Dr. Mantooth (S'83 - M'90 - SM'97 – F’09) received the B.S. (summa cum laude) and M. S. degrees in electrical engineering from the University of Arkansas in 1985 and 1987, respectively, and the Ph.D. degree from the Georgia Institute of Technology in 1990. He joined Analogy in 1990 where he focused on semiconductor device modeling and the research and development of HDL-based modeling tools and techniques. Besides modeling, his interests include analog and mixed-signal IC design and power electronics. In 1996, Dr. Mantooth was named Distinguished Member of Technical Staff at Analogy (now owned by Synopsys).

In 1998, he joined the faculty of the Department of Electrical Engineering at the University of Arkansas, Fayetteville, as an Associate Professor. He has received numerous teaching, service, and research awards since returning to the UA. He was also selected to the Georgia Tech Council of Outstanding Young Engineering Alumni in 2002, and the Arkansas Academy of Electrical Engineers in 2006. Dr. Mantooth was promoted to his present rank of full professor in the Electrical Engineering Department in 2002. In 2003, he co-founded Lynguent, an EDA company focused on modeling and simulation tools.

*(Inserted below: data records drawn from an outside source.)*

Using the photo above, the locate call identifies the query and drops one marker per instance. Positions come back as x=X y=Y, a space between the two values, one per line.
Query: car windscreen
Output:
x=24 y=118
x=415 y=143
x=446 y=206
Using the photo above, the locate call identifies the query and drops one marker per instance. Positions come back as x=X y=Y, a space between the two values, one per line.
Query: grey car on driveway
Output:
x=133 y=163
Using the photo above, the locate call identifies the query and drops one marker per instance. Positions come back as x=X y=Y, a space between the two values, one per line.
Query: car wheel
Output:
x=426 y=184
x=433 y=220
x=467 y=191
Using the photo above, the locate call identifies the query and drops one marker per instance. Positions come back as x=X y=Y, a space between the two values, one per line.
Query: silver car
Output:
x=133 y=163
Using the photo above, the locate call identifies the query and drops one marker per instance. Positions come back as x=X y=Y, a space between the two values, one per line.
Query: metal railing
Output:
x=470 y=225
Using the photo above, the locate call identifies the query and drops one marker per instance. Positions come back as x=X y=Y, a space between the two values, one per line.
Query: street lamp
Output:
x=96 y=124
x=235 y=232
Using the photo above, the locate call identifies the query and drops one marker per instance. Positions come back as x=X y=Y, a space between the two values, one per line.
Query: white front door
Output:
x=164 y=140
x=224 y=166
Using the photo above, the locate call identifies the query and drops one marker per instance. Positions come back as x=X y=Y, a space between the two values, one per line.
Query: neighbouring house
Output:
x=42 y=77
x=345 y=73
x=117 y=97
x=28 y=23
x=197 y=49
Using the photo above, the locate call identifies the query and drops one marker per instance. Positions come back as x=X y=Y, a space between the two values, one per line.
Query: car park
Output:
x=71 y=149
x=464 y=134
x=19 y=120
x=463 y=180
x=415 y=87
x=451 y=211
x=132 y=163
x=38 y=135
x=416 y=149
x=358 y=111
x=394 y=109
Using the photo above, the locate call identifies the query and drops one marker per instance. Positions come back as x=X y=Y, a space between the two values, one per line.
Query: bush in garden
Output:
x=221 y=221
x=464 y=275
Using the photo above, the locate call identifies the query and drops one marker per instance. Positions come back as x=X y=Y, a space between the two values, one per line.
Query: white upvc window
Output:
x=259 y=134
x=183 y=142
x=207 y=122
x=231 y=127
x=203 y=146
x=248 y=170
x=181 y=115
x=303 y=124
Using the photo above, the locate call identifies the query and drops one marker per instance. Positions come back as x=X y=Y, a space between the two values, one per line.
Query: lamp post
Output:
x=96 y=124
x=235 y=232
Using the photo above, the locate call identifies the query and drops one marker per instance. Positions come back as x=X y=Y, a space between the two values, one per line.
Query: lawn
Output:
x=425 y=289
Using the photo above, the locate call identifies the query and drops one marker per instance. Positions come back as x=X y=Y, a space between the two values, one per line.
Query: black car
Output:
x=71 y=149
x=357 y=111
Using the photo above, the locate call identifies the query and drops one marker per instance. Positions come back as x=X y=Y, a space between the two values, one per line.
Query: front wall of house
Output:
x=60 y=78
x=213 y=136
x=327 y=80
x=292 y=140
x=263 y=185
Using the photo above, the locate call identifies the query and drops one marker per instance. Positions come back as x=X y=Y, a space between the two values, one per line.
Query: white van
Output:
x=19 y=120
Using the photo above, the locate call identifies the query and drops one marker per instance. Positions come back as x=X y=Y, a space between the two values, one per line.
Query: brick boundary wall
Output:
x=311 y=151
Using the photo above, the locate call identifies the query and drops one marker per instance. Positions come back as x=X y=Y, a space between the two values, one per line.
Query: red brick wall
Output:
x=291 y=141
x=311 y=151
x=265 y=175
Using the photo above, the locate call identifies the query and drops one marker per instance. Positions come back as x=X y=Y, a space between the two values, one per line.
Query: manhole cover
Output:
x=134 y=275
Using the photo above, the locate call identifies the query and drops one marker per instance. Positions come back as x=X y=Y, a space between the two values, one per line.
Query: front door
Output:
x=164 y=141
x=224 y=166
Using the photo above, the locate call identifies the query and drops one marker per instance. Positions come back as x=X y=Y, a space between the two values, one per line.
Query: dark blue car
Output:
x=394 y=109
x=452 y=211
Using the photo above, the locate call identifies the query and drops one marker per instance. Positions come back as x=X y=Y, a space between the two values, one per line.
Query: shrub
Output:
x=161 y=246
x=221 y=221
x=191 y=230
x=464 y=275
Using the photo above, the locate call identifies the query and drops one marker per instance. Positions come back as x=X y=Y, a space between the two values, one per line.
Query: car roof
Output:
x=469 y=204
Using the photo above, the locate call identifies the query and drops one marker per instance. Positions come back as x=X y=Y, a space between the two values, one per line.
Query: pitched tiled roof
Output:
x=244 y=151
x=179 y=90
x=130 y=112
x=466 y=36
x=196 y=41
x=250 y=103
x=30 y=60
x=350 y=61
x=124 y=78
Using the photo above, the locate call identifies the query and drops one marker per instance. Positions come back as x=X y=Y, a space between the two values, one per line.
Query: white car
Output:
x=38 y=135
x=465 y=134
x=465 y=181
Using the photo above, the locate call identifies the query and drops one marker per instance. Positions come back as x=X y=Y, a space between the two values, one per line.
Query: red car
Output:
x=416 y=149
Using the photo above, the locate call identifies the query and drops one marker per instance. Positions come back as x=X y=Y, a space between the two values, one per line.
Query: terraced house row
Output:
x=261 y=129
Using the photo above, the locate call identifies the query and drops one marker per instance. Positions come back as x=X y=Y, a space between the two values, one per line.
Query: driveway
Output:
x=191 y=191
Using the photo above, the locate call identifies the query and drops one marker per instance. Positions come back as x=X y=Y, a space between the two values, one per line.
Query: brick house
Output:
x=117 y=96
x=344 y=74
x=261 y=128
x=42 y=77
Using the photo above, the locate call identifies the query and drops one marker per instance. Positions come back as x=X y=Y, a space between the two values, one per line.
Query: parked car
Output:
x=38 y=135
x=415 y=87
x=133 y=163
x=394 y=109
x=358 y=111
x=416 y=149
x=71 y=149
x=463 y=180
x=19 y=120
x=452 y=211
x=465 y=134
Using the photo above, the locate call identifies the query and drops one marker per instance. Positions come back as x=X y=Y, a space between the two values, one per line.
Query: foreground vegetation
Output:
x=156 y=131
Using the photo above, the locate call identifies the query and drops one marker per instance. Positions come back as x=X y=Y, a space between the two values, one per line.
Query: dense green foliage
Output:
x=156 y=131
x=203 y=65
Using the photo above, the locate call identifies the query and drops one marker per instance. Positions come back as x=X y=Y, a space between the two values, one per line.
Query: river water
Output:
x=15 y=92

Dr. Mantooth helped establish the National Center for Reliable Electric Power Transmission (NCREPT) at the UA in 2005, for which he serves as director. In 2006, he was selected as the inaugural holder of the 21st Century Endowed Chair in Mixed-Signal IC Design and CAD. Dr. Mantooth has published over 150 refereed articles on modeling and IC design. He holds patents on software architecture and algorithms for modeling tools and has others pending. He is co-author of the book Modeling with an Analog Hardware Description Language by Kluwer Academic Publishers and has served on several technical program committees for IEEE conferences. He was the Technical Program Chair for the IEEE International Workshop on Behavioral Modeling and Simulation (BMAS) in 2000 and General Chair in 2001. He served as a Guest Editor for the IEEE Transactions on Computer-Aided Design, the IET Computers and Digital Techniques, and as an IEEE Circuits and Systems Society Distinguished Lecturer.

He is currently serving the profession as IEEE CAS representative on the IEEE Council on Electronic Design Automation and a member of the Power Electronics Society Advisory Committee as Chair of the Society’s Standards Committee. Dr. Mantooth is a Fellow of IEEE, a member of Tau Beta Pi and Eta Kappa Nu, and registered professional engineer in Arkansas. Professor Mantooth serves as the Executive Director for NCREPT as well as two of its constitutive centers of excellence: the NSF I/UCRC on GRid-connected Advanced Power Electronic Systems (GRAPES) and the NSF Vertically-Integrated Center on Transformative Energy Research (VICTER).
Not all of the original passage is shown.